Here is another possibility suggested by some.  Jesus died and remained buried, yet when his followers gather and remember him it was almost as if he is present with them, especially when they break bread together.  His spiritual presence is palpable even though he is dead and buried.  While this notion has some merit, it is difficult to imagine how his followers turned this experience into a world-changing mission.  Yes, Jesus had a powerful message.  And had I been one of his original followers I might have rallied around the idea of living my own life in accordance with it.  But I cannot image dedicating my life and suffering martyrdom in an effort to spread it to the world if Jesus is dead. 

In my mind, the only thing that makes sense makes no sense at all: Jesus died, rose from the dead, and appears to his followers on different occasions. Some suggest these are just hallucinations.  You can explain away Mary’s encounter this way, but groups of people do not experience the same hallucination.  And every time they encounter the risen Christ he is real, has a physical body one can touch, and on at least one occasion shares in eating a meal. 
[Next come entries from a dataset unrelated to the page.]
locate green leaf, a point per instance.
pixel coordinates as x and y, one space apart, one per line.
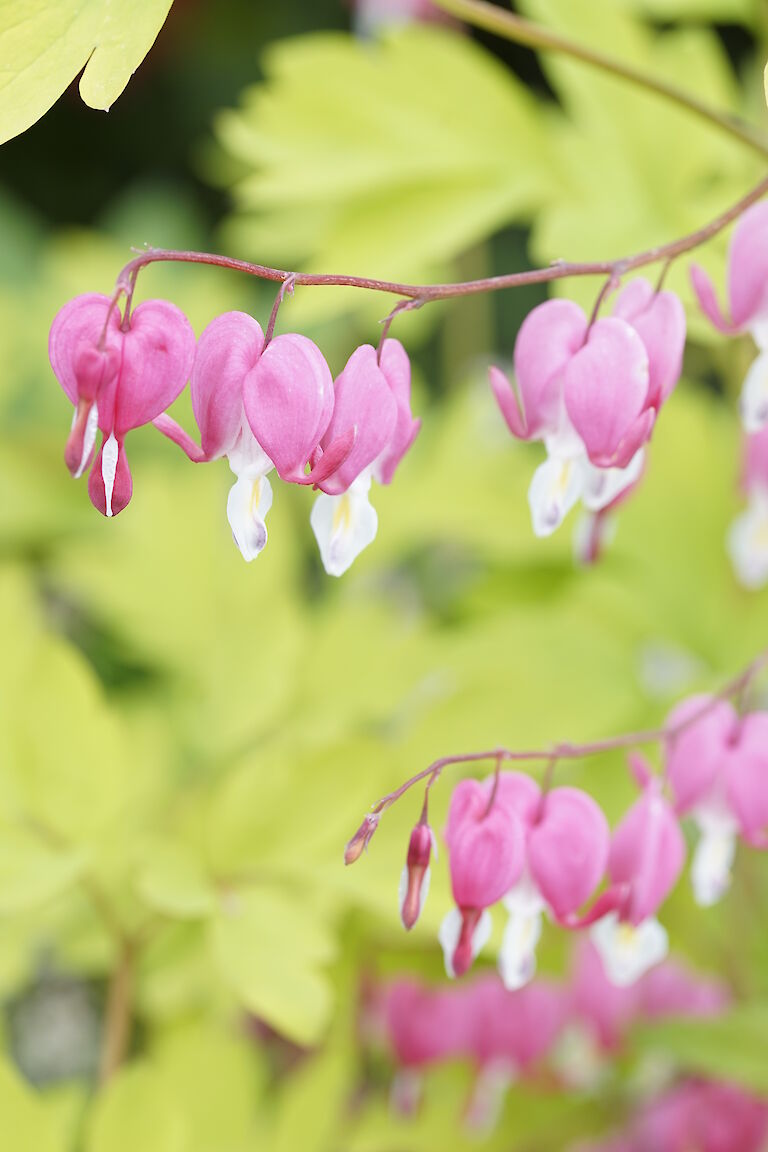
32 873
135 1112
729 1047
173 880
271 947
394 182
45 43
28 1124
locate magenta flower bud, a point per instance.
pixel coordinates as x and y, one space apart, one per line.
415 881
362 838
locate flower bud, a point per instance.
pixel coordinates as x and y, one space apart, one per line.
415 881
362 838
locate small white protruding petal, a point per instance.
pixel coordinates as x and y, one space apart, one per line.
248 503
108 469
89 437
402 891
602 485
343 525
753 403
555 487
747 542
517 955
450 930
713 858
629 950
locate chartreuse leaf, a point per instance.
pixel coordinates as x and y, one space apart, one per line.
214 1075
394 183
31 872
616 189
271 947
135 1112
45 43
729 1047
172 880
28 1124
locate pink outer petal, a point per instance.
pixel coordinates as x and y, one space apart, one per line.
486 856
606 388
227 350
755 461
158 357
289 400
363 402
516 793
697 756
647 853
671 990
747 778
548 338
747 265
123 485
707 297
426 1024
568 849
519 1027
396 369
659 318
76 327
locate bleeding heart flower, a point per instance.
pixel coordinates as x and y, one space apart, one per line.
372 407
228 349
567 849
647 853
118 379
747 293
486 856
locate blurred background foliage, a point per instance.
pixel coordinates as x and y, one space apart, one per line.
187 741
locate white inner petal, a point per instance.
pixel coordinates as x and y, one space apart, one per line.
747 542
108 469
450 930
753 403
89 438
602 485
628 950
517 956
713 858
555 487
344 524
248 503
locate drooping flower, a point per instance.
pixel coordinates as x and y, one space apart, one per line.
647 853
118 378
747 537
567 849
716 767
486 856
592 395
373 399
228 349
747 295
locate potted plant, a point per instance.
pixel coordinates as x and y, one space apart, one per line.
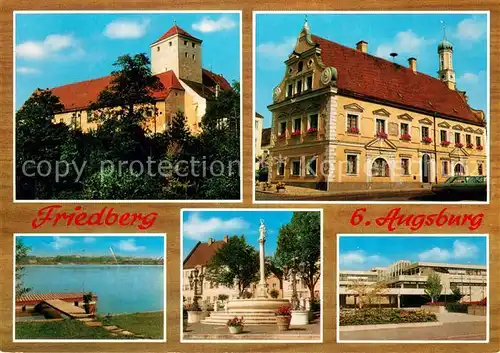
283 317
235 325
194 311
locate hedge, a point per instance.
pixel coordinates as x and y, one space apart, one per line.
456 307
372 316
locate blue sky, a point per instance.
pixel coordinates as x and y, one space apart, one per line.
414 35
364 252
95 245
201 225
56 49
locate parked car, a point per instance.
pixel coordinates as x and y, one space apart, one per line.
462 187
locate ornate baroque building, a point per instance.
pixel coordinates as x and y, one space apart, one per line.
345 119
176 61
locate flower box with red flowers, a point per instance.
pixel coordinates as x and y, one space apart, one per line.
405 137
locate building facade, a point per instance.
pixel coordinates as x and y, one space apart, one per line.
195 264
404 282
187 86
344 119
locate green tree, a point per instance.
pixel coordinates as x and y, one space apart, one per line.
39 139
235 259
433 286
21 258
301 240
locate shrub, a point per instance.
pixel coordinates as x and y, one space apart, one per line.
283 311
274 293
456 307
384 316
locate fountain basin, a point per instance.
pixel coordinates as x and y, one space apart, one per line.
256 304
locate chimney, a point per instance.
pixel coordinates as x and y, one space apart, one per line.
362 46
412 64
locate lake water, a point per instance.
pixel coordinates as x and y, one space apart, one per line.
120 288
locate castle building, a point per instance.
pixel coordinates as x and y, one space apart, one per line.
404 282
345 119
176 61
195 264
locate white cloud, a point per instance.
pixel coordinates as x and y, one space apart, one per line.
460 250
60 242
199 229
470 29
358 259
24 70
129 245
207 25
52 45
407 42
126 29
278 50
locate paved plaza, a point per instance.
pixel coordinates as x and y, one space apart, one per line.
253 332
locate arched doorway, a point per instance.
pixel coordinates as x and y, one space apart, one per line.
380 168
459 170
426 168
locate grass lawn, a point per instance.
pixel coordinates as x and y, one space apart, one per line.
147 324
65 329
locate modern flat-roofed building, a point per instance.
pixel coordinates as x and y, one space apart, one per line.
404 282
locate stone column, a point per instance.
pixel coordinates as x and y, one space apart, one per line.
261 291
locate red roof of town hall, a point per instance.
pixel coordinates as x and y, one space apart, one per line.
369 76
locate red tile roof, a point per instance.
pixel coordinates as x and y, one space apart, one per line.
363 74
224 85
175 30
36 298
202 253
79 95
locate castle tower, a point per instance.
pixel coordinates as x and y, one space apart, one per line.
178 51
446 72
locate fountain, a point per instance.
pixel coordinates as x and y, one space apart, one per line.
258 310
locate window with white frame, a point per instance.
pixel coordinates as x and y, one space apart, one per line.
308 83
296 167
405 166
405 129
282 127
299 87
352 164
313 121
281 168
296 124
445 171
444 135
311 166
425 132
379 125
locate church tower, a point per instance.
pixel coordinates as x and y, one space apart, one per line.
177 51
446 72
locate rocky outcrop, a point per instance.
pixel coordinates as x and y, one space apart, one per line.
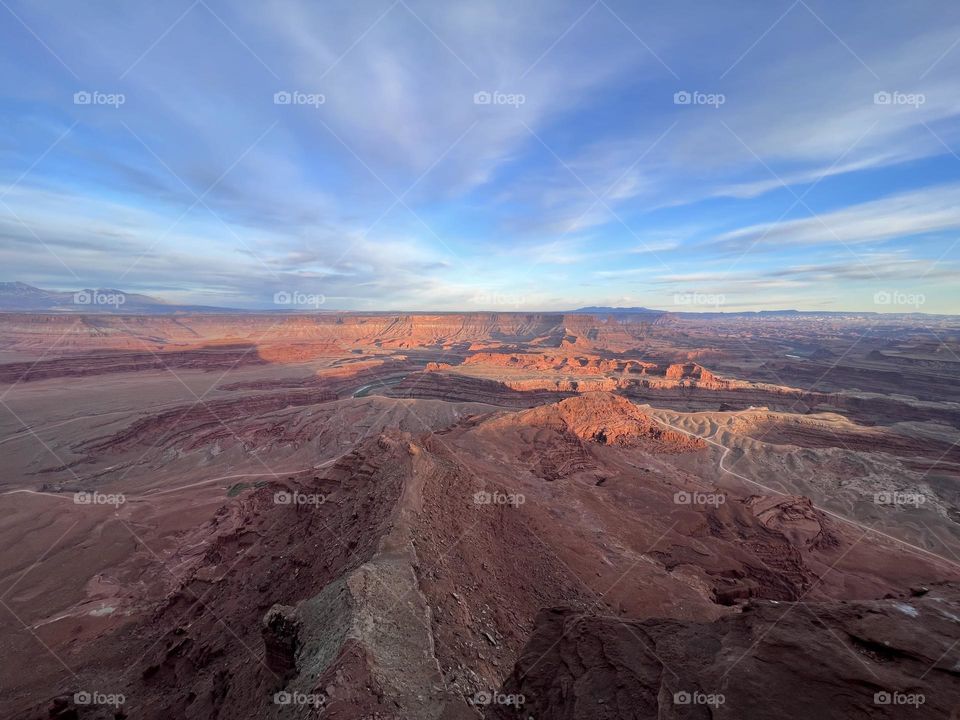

John Symmes dedicated his life to an idea he himself created.  Jesus’ followers dedicate their lives to a person who touched them with God’s healing love, to a person who taught them how to live into God’s will for all people, to a person who died on the cross and was buried, to a person who rose from the dead and appeared to them several different times before ascending into heaven.  This is not a story they created.  It is a story that captivated them and compelled them to change the world.

What do you make of it?  What sway does it hold over your life?  What will you do with it?